I would write a custom check that meets your requirements–A High CPU alert triggers CRIT when >90% for 10 mins, WARN when between 80% and 90% for 10 mins and OK when <75 for 20 mins and fills previous–and writes those statuses to a new bucket (“my custom alerts”). Then you can create another custom task/alert to send notifications for the statuses you want. Similar to the first bullet you suggested.

Let me try to get someone from the Flux team to weigh in on this to make sure though. I feel your pain and I appreciate your patience.

@Anaisdg, @vvilaplana I have a potential solution (I qualify it with “potential” because I find the behavior of monitor.stateChanges() to be somewhat erratic).

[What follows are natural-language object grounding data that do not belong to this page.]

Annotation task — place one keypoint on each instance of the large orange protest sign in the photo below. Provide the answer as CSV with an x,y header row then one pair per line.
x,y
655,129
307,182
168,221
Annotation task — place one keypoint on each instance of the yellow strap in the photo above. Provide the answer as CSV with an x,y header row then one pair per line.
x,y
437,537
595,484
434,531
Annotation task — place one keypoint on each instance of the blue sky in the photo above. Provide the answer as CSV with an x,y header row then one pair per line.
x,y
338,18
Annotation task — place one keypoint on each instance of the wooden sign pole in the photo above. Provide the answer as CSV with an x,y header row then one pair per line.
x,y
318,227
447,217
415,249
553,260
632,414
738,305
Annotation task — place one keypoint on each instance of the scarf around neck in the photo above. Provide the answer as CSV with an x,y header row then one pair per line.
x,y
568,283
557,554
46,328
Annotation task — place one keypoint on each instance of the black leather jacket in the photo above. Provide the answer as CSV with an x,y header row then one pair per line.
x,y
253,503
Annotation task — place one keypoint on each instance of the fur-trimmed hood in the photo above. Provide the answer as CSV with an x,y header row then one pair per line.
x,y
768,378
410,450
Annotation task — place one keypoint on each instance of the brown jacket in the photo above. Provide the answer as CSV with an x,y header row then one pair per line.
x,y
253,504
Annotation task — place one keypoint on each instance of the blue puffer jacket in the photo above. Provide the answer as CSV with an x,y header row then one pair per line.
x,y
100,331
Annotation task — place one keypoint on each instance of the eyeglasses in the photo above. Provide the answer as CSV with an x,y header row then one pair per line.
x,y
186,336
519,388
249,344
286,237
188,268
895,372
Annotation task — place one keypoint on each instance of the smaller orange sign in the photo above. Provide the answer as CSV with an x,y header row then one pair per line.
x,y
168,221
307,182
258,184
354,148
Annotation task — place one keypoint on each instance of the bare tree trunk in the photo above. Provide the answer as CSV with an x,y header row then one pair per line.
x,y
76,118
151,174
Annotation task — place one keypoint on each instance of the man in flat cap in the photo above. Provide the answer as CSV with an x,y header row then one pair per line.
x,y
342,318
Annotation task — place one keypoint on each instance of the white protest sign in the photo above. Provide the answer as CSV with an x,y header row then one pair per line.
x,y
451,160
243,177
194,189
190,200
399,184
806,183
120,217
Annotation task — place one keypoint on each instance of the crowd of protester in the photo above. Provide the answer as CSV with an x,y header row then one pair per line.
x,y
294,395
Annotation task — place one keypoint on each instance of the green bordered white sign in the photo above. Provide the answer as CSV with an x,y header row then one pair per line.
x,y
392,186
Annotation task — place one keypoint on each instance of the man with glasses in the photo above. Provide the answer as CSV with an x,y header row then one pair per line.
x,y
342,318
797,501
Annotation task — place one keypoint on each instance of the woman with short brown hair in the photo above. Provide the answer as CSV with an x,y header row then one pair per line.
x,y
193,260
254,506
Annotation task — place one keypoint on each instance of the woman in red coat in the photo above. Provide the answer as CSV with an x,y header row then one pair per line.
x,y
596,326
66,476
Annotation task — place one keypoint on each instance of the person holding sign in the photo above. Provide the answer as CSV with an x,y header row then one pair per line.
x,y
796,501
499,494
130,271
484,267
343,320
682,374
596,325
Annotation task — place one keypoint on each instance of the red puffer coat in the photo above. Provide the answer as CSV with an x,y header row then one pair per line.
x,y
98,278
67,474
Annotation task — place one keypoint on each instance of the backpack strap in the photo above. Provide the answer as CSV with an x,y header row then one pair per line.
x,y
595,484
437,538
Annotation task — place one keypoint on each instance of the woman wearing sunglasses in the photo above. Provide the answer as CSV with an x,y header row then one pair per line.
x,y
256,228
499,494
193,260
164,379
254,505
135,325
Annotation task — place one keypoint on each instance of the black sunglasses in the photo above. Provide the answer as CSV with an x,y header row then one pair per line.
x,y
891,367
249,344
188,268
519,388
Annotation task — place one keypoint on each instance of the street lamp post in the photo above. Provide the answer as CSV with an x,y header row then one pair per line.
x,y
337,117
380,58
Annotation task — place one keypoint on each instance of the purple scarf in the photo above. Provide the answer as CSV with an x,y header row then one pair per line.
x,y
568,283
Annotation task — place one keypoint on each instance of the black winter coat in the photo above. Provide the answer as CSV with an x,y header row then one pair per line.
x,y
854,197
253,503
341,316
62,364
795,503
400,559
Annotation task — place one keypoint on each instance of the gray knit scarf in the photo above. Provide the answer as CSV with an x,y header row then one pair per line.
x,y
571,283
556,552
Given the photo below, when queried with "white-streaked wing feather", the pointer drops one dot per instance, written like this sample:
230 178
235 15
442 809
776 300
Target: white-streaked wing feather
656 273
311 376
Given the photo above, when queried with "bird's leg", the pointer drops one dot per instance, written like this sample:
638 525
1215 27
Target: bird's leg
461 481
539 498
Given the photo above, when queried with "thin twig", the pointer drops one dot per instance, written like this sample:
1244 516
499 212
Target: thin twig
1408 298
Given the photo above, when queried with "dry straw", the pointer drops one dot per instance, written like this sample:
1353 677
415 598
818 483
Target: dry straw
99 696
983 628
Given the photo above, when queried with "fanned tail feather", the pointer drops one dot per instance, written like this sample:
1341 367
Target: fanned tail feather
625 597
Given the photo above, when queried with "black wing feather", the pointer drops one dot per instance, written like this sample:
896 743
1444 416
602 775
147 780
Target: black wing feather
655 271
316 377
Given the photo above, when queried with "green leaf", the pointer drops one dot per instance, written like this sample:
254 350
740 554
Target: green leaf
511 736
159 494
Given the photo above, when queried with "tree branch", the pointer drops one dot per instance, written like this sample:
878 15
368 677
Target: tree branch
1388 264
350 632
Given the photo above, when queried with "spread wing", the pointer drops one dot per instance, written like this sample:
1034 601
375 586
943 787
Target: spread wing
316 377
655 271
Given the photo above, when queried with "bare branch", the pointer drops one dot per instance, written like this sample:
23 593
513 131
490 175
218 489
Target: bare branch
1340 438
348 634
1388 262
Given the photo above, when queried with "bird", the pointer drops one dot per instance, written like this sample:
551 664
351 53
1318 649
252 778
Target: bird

This uses map() to manually assign a _level to each row based on then CPU usage (you have to have a _level column to use monitor.stateChanges). It then uses monitor.stateChanges() to (in theory) return only rows where the state change. It then uses the events.duration() function (awesome function contributed by a community member) to calculate the duration of each state. It then uses the value of the state duration and the _level to determine the alert level before writing it to the _monitoring bucket.

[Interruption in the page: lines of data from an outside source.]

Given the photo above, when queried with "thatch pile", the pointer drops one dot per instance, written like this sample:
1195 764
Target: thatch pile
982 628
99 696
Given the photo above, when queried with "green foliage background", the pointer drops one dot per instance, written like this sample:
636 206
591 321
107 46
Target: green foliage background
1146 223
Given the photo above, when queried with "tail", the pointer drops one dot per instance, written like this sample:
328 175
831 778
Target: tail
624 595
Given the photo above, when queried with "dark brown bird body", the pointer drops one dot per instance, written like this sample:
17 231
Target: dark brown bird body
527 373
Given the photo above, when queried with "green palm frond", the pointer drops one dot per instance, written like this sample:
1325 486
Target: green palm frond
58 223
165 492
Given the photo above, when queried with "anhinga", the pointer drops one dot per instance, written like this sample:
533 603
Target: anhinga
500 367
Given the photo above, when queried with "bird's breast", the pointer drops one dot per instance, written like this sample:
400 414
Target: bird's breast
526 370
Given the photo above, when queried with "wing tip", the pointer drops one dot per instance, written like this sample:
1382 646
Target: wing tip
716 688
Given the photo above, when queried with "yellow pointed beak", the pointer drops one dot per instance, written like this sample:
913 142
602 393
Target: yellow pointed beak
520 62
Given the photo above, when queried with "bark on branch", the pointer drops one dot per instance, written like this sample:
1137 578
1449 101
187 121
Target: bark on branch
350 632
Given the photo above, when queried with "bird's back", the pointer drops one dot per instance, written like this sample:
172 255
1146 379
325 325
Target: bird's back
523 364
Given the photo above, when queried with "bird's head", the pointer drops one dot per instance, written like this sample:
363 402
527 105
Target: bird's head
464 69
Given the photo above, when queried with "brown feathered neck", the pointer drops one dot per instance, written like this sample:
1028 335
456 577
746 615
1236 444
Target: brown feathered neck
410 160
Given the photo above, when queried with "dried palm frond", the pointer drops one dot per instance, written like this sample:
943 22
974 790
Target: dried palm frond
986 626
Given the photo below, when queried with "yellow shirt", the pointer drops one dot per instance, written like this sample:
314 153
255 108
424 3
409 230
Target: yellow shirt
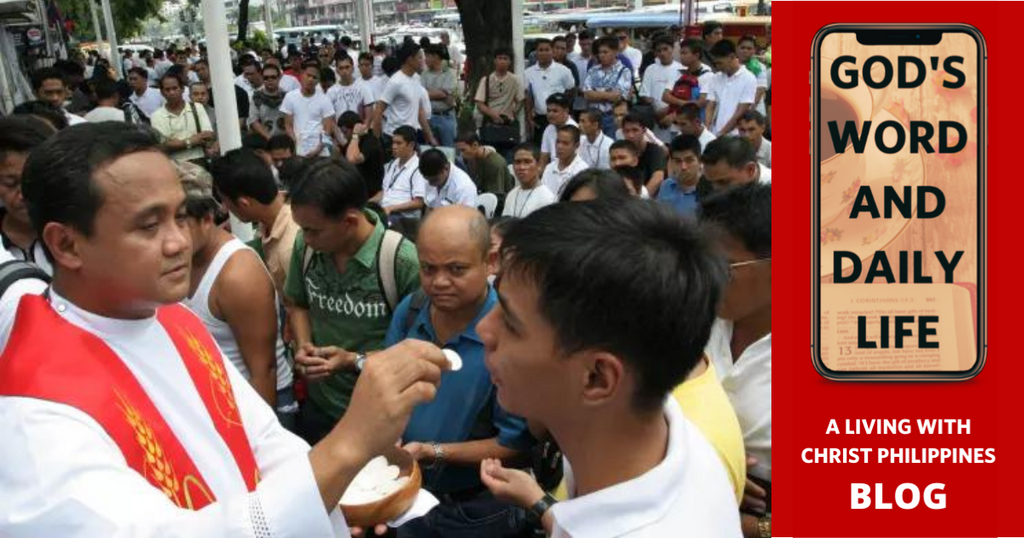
706 404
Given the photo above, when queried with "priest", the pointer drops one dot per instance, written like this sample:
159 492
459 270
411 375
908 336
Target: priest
120 416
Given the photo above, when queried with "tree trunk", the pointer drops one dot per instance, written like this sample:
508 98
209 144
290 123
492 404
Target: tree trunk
243 19
486 26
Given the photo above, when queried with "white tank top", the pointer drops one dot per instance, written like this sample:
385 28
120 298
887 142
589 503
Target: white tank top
221 332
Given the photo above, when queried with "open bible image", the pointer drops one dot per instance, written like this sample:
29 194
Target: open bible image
898 200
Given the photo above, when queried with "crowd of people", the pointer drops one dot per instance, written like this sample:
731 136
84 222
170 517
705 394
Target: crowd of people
603 271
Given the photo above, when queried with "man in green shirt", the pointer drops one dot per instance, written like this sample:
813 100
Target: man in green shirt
337 289
485 166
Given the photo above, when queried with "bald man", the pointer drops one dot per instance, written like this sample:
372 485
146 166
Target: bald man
464 424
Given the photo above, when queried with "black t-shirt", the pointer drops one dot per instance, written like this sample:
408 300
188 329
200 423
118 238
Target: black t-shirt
372 167
651 160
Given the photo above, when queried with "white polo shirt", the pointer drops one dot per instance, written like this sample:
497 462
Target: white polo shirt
729 92
543 82
150 101
555 176
748 382
596 154
551 136
458 190
402 95
687 494
402 182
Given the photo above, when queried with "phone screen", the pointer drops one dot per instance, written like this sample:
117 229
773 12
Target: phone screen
898 152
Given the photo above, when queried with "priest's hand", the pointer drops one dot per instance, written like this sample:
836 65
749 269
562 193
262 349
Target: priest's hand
391 384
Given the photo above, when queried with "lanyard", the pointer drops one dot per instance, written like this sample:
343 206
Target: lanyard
517 212
396 173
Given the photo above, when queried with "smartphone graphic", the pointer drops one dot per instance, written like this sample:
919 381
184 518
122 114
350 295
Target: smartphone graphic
898 116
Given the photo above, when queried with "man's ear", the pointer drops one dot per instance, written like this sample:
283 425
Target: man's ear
64 243
604 377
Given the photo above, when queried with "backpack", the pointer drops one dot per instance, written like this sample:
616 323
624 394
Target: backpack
387 256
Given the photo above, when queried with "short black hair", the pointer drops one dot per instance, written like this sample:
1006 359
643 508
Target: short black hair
605 183
559 99
605 41
744 213
724 48
710 27
407 133
140 72
637 118
432 162
735 151
690 111
44 111
685 142
58 181
755 116
625 145
104 88
240 172
571 129
23 133
636 319
253 140
633 174
281 141
527 147
332 185
407 51
694 45
43 74
349 119
467 136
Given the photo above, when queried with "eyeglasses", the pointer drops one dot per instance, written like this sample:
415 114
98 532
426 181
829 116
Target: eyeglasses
747 262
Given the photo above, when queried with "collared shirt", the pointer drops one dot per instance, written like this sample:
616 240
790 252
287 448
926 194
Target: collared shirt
61 469
459 189
706 404
729 92
451 417
550 136
347 309
616 78
684 200
402 182
278 244
401 94
687 494
748 382
597 153
764 153
555 176
180 126
543 82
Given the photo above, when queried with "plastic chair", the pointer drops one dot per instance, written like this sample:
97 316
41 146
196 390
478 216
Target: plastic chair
487 203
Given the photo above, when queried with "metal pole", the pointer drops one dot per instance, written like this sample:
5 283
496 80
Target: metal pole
519 46
95 23
112 38
228 131
268 19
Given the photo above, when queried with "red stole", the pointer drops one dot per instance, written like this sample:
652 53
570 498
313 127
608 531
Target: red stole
48 358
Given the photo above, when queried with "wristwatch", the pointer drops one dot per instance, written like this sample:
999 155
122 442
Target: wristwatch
536 512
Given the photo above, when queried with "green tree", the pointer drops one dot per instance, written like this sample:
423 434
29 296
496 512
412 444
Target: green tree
128 15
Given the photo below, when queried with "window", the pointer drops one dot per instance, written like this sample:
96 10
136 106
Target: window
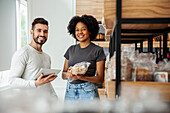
22 34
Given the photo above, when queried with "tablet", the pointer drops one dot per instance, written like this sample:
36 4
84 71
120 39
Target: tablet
47 72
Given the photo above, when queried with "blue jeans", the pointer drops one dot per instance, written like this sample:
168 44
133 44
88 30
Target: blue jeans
76 93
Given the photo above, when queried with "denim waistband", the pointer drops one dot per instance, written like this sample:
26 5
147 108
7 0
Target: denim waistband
82 85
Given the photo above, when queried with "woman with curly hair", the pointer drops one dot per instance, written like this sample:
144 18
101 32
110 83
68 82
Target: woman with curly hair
83 87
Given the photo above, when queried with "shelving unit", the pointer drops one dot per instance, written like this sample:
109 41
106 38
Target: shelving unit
152 16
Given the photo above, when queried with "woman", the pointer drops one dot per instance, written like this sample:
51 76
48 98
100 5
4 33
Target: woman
83 87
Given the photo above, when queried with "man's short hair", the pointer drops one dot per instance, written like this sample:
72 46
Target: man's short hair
39 21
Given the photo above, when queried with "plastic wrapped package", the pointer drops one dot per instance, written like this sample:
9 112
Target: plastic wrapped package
143 67
126 68
80 68
164 66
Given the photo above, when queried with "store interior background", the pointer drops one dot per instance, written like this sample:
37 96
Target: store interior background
58 13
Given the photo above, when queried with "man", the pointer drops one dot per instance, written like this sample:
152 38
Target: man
29 60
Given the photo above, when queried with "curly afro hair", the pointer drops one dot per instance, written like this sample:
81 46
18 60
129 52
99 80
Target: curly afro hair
89 21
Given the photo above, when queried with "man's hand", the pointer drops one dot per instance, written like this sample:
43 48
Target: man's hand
41 80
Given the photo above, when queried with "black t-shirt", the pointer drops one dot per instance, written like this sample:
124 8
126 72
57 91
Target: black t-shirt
92 53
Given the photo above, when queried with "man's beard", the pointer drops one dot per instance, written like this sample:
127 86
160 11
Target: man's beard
36 39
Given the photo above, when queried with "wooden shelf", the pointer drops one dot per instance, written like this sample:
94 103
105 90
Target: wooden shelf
156 44
134 89
101 43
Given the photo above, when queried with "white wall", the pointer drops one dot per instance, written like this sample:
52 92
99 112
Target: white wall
58 13
8 32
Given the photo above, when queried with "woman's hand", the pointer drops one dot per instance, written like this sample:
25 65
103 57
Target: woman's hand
41 80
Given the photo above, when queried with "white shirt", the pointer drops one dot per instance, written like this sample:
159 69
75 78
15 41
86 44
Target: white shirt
25 65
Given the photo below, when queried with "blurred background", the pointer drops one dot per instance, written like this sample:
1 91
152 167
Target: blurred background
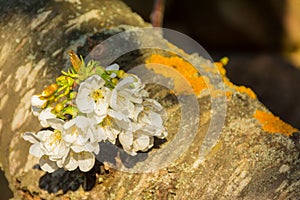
261 39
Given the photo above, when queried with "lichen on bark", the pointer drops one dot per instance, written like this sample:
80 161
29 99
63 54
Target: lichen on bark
246 163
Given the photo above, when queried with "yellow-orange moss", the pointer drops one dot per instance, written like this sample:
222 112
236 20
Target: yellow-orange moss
187 70
242 89
273 124
190 73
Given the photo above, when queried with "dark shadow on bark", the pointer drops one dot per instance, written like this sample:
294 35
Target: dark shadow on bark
71 180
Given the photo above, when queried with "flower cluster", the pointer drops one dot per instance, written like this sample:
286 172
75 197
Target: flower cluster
87 105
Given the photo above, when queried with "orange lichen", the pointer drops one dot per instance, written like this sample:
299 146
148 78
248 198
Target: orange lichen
188 71
273 124
241 89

import "influxdata/influxdb/monitor"
import "contrib/tomhollingworth/events"

option task = {name: "CPU usage", every: 15s}

check = {
_check_id: "cpu_usage_idle",
_check_name: "CPU Usage",
_type: "custom",
tags: {},
}

input = from(bucket: "default")
	|> range(start: -15m)
	|> filter(fn: (r) =>
		(r["_measurement"] == "cpu" and r["_field"] == "usage_idle"))
	|> group(columns: ["host", "_measurement"])
	|> aggregateWindow(every: 1m, fn: min, createEmpty: false)
	|> filter(fn: (r) => (exists r._value))
	|> map(fn: (r) => ({r with _value: 100.0 - r._value}))
  |> map(fn: (r) => ({ r with _level:
    if r._value >= 90 then "crit"
    else if r._value >= 80 then "warn"
    else "ok"
  }))
  |> monitor.stateChanges()
  |> events.duration(unit: 1m)

crit = (r) =>	(r._level == "crit" and r.duration > 10)
warn = (r) =>	(r._level == "warn" and r.duration > 10)
ok = (r) =>	(r._level == "ok" and r.duration > 30)
messageFn = (r) =>	(if r._level == "crit" or r._level == "warn" then "${r.host}: High CPU usage (${string(v: int(v: r._value))}%)" else "${r.host}: CPU usage back to normal (${string(v: int(v: r._value))}%)")

input
  |> monitor.check(
    crit: crit,
    warn: warn,
    ok: ok,
    messageFn: messageFn,
    data: check,
  )

Nah, it doesn’t work. I just tested it and it throws a lot of _level = UNKNOWN to _monitoring.statuses when none of the conditions is met (for examples, CPU values >90% and duration is still <10m). :frowning: Is there any way to keep the previous _level when no crit/warn/ok condition is met instead of populating it with “UNKNOWN”? Anyway, that “monitor.stateChanges()” is in the “data” bucket (it will only detect changes on last 15 mins), not the _monitoring bucket.

Hi ,
I am facing the same issue. We have set alerts to be triggered for low disk usage , but we are getting multiple when there is low disc space. Have you been able to figure it out? Please assist me.